Each time one of these dire warnings has arrived, I’ve groaned and died a little. (iGroan, iDie)
Your iCloud storage is almost full. You have 7.99 MB remaining of 5 GB total storage.
It was with a huge amount of reluctance I let myself be frightened into the whole iCloud business all those years ago. ‘You could lose everything,’ was the mantra spouted to encourage me to sign up. I had to pay a strapping young lad — who could’ve been out using his muscles in my vege patch — a small fortune to connect me to the cumulus, but I went ahead.
Then it felt quite good. I had a mental image of my emails and photos being lugged up to a fluffy attic in the sky where termites and other earthly hazards couldn’t get them. I probably mixed up some of my childhood religious propaganda with a dose of natural superstition and then added a sprinkle of high tech terminology I’d gleaned from smart young things. I figured I had all my bases covered.
If I ever wanted to find a Christmas photo from the last ten years, I only had to reach into the cloud.
The reality of finding a ladder long enough (iClimb) or a young man desperate enough (iPay) seemed a problem I would face in the future.
Well the future is here, and I’m not happy. Who can I talk to? How the hell can the cloud be full? I was lead to believe clouds were infinite, like sand. Apple didn’t tell me I was only getting a mini cloud.
Maybe some of my other beliefs are up for question. Do only good people sit on clouds or is a regular free-for-all up there?
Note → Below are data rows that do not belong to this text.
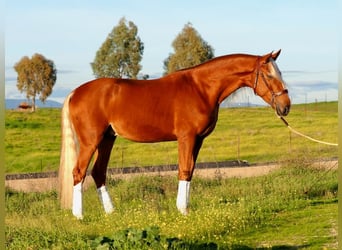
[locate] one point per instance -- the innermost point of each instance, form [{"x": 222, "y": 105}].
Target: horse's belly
[{"x": 144, "y": 133}]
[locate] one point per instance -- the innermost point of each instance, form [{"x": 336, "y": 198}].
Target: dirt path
[{"x": 49, "y": 184}]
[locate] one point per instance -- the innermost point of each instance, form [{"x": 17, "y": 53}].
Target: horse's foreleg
[
  {"x": 100, "y": 169},
  {"x": 188, "y": 149}
]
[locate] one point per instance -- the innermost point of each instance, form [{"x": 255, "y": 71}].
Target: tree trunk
[{"x": 33, "y": 103}]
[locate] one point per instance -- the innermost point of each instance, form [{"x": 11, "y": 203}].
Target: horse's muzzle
[{"x": 282, "y": 111}]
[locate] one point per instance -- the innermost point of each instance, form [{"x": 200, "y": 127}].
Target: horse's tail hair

Could someone be swinging in a hammock defacing my photos and reading my emails?
But the big question is, who the hell says it’s full?
Full is a term we’re all familiar with. I know when the fridge is full because when I shove in one more plate of leftovers — the olives spill down the back. And I know when my stomach is full because that last greedy slice of pizza forces me to sleep bolt upright all night. So I understand full. But how can the cloud be full? Has anyone checked? Is someone storing too much?
The next time I’m soaring at 30,000 feet, I’ll be scouring the spaces: the atmosphere, the stratosphere, the mesosphere …. It can’t all be used up.
If it’s really true and the clouds are chocka, (iDoubt) then perhaps the smart pioneers amongst us should start looking elsewhere. I’ve been eyeing up the oceans and wondering if we could plumb the depths, in virtual submarines. (iSink)
Clearly it has to be unreachable for ordinary mortals; otherwise I’d upgrade my own damn storage and go back to using the attic. (iReady).